Does anyone know how I would perform the following matrix operations? Thank you.
$$ A = \begin{bmatrix} 1 & 1 & 1 \\ 2 & 1 & 2 \\ 1 & 1 & 2 \end{bmatrix}, C= \begin{bmatrix} 1 & 1 \\ 2 & 0 \\ 2 & 1 \end{bmatrix}. $$ (a) $|A^4|$
(b) $A^{-1}$
(c) $D = A^{-1}C$
(d) $AD - C$
On
You multiply rows by columns.
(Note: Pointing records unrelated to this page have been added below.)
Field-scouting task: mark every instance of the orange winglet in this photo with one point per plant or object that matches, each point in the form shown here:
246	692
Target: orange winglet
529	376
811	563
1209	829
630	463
So, AC would equal in this case:
$$ AC = \matrix { \left[ \begin{array}{ccc} 1^2 + 2 + 2 & 1^2 + 0 + 1^2 \\ 2 + 2 + 4 & 2 + 0 + 2 \\ 1 + 2 + 4 & 1 + 0 + 2 \\ \end {array} \right] } = \matrix { \left[ \begin{array}{ccc} 5 & 2 \\ 8 & 4 \\ 7 & 3 \end {array} \right] } $$
In order to multiply, the first matrix must have just as many columns as the amount of rows for the second matrix. Also note that matrix multiplication is not commutative, in that $$ AC \ne CA $$ (Try it and see if you come up with the same product.)
Hints. The formula $\det(XY) = \det(X)\det(Y)$ should help you to reduce (a) to computing $\det(A)$. Knowing $\det(A)$ might also help you to solve (b). From there, (c) should be easy. For (d), if $D = A^{-1}C$, what is $AD$?